CS334 Assignment 9


Assignment 9 ----------------------------- Due 5/13/96

Problems 4-6 may be turned in as late as the beginning of class on Friday, 5/16, but 1-3 (along with the big project from last week) must be turned in on 5/13.

  1. Write a PROLOG program fib, such that fib(n,fn) is true iff fn is the nth Fibonacci number. Recall that fib0 = 1, fib1 = 1, and for all n > 1, fibn = fibn-1 + fibn-2. (Remember to use "is" in order to force the computation.)

  2. a. Given a list of the form

    [item(name1,price1),..., item(namek,pricek)],

    write program cost(L,Name,Price) which given a list L (as above) and Name, gives the price of that item.

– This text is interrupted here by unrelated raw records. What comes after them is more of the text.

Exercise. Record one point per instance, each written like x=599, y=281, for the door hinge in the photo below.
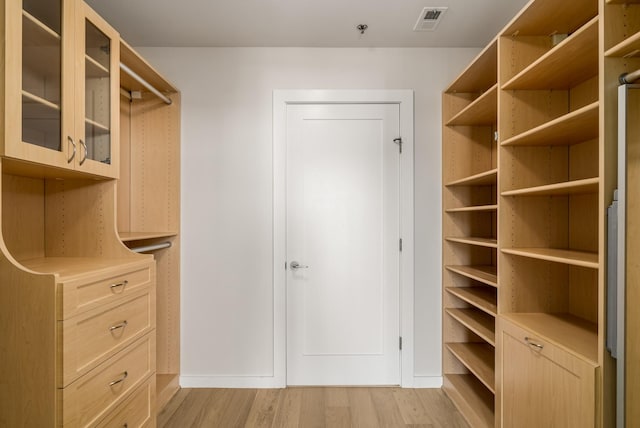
x=398, y=141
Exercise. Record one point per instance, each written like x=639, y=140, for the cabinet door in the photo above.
x=98, y=78
x=542, y=385
x=39, y=81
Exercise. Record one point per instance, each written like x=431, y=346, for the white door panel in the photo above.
x=343, y=223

    b. Can this program be run backwards? That is, what happens when you provide the list L and Price, but not the Name?

    c. Write a program like that in (a), except that it takes as an argument a list of names rather than a single name. That is, write a program listcost(L,Names,Price), where L is as above, Names is a list of names of items, and Price is the total cost of all of the items in Names. Can it be run backwards?

  3. Please do problems 22 and 28 on pages 455 and 456 of the text.

  4. a. Write a program to take derivatives of polynomials. That is, if a list of the form [a0,a1,...,ak] represents the polynomial a0 + a1x + ... + akxk, then write a program which takes a list representing a polynomial and returns a list representing its derivative.

    b. See if you can run this program backwards to integrate. (Feel free to make the constant term of the integral 0). If you cannot, what goes wrong? (You do not need to modify the program written in part a in a tricky way to make it run backwards. If it won't go backwards, just explain whycx!)

  5. Negation as cut has some very strange properties in PROLOG. For example the program given by:
    		?- not(X=1),X=2.
    typically gives a different answer than the same query in reverse, i.e.
    		?- X=2, not(X=1).
    Run these programs and explain the different answers that you obtain. (See the solution to problem 31 on page 456 of the text for a hint.)

  6. Write a PROLOG program to complete the solution to the Russian Farmer problem given in class.